Our Shotgun algorithm was one of the first parallel coordinate descent methods for sparse regression. It comes with both theoretical convergence guarantees and strong empirical performance. Since we proposed it, many variants have followed.
The actual algorithm is a very simple generalization of coordinate descent, allowing efficient implementation and easy modifications. Intuitively, it allows the amount of parallelization to be chosen based on correlation between features. Uncorrelated problems allow lots of parallel coordinate updates, while very correlated features permit only a few parallel coordinate updates.
Joseph K. Bradley, Aapo Kyrola, Danny Bickson, and Carlos Guestrin.
Parallel Coordinate Descent for L1-Regularized Loss Minimization.
International Conference on Machine Learning (ICML), 2011.

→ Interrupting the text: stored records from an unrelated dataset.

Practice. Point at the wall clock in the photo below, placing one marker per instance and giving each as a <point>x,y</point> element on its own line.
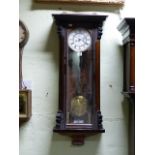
<point>79,112</point>
<point>127,29</point>
<point>24,93</point>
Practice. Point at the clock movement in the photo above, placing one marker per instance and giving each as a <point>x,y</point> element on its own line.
<point>127,29</point>
<point>24,93</point>
<point>79,112</point>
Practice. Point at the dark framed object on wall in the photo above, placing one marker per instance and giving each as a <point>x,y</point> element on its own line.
<point>25,95</point>
<point>94,2</point>
<point>127,29</point>
<point>79,112</point>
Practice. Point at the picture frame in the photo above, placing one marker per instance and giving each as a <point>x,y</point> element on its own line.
<point>25,100</point>
<point>99,2</point>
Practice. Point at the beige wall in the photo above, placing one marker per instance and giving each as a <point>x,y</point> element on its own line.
<point>41,67</point>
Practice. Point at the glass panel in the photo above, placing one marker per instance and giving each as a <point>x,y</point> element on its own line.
<point>79,88</point>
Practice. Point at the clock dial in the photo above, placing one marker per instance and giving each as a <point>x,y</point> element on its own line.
<point>23,34</point>
<point>79,40</point>
<point>79,106</point>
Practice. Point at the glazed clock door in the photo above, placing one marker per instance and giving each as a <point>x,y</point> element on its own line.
<point>79,77</point>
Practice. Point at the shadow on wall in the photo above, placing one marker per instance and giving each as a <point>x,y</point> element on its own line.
<point>125,107</point>
<point>61,145</point>
<point>73,7</point>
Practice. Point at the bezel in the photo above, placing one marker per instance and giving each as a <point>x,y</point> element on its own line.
<point>83,32</point>
<point>24,41</point>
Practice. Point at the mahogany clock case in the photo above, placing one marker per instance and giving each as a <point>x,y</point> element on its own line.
<point>25,99</point>
<point>79,83</point>
<point>25,95</point>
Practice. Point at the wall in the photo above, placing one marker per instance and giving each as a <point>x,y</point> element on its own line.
<point>41,67</point>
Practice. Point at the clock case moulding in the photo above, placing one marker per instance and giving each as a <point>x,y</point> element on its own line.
<point>73,21</point>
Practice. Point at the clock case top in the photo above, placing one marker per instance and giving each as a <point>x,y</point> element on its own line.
<point>127,29</point>
<point>94,23</point>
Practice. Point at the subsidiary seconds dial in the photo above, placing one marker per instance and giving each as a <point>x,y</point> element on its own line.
<point>79,40</point>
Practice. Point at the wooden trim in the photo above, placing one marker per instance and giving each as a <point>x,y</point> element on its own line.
<point>132,68</point>
<point>97,65</point>
<point>95,2</point>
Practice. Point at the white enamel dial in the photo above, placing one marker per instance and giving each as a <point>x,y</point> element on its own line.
<point>79,40</point>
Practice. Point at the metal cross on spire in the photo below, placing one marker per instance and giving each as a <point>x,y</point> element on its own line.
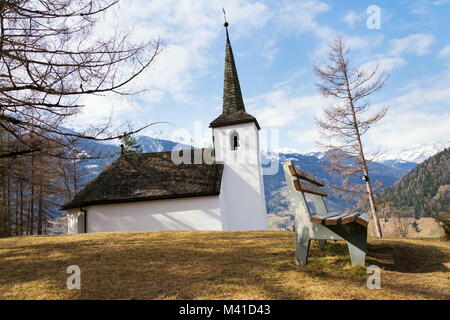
<point>225,17</point>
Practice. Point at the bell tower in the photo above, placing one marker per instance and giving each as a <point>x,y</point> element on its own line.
<point>236,145</point>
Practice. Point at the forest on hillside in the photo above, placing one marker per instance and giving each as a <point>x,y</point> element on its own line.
<point>424,191</point>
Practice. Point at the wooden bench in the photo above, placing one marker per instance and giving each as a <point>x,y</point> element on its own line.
<point>322,225</point>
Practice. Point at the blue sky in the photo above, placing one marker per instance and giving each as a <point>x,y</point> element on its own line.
<point>276,45</point>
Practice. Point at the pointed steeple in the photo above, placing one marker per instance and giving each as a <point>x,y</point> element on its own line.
<point>233,111</point>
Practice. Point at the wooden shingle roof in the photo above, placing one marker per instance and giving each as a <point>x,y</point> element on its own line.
<point>149,176</point>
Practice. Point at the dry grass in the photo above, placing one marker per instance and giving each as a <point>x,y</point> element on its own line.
<point>215,265</point>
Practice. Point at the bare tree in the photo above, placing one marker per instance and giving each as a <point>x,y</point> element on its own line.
<point>349,118</point>
<point>50,57</point>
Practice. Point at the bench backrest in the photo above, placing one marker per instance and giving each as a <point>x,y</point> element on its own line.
<point>300,182</point>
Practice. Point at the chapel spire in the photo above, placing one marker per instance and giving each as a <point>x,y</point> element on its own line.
<point>233,110</point>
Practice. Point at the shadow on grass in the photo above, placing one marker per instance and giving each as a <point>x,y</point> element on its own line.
<point>200,265</point>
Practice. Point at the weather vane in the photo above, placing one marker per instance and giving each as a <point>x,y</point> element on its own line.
<point>225,17</point>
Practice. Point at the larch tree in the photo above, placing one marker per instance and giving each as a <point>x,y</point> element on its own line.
<point>348,118</point>
<point>50,56</point>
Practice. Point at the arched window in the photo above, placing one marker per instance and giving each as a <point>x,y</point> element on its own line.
<point>234,140</point>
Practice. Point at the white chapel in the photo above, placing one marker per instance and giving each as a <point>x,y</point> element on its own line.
<point>152,191</point>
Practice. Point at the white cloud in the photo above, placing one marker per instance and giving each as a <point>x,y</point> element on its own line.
<point>280,109</point>
<point>384,64</point>
<point>418,44</point>
<point>351,18</point>
<point>445,52</point>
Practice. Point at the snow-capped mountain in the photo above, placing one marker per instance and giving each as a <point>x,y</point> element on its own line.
<point>415,153</point>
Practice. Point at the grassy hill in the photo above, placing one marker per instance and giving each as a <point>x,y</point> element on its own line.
<point>215,265</point>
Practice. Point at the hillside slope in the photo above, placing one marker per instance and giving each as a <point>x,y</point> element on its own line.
<point>425,190</point>
<point>215,265</point>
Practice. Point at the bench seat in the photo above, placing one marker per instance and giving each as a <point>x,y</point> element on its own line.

Walsh-Hadamard Transforms (WHTs) are special cases of multi-dimensional Discrete Fourier Transforms (DFTs). A DFT takes a length-N vector indexed by 1,...,N and transforms it to another length-N vector. A WHT does the same thing, but it has special structure. A WHT operates on an n-dimensional binary finite field, so the vector is of length N=2^n.
Comparing with "machine learning" regression: For WHTs, features are columns of the WHT matrix, and the sparsity in the solution refers to the WHT signal having a small number of non-zero frequency coefficients. Since the WHT has special structure, we can locate and estimate these non-zero coefficients in sub-linear time. Suppose the length-N signal has K non-zero coefficients. Lasso must look at the full N-by-N WHT matrix, taking at least N^2 time. Our methods can subsample cleverly, taking O(K*log^2(N)) samples and O(K*log^3(N)) time.
Basic idea: We subsample the signal, take the WHT of this shorter sequence, and use aliasing properties of the WHT to show that non-zero coefficients are separated out into (mostly) separate bins. We examine each bin, decide how many non-zero coefficients it contains, and decode those coefficients.
Xiao Li, Joseph K. Bradley, Sameer Pawar, and Kannan Ramchandran.
Robustifying the Sparse Walsh-Hadamard Transform without Increasing the Sample Complexity of O(K log N).
IEEE International Symposium on Information Theory (ISIT), 2014.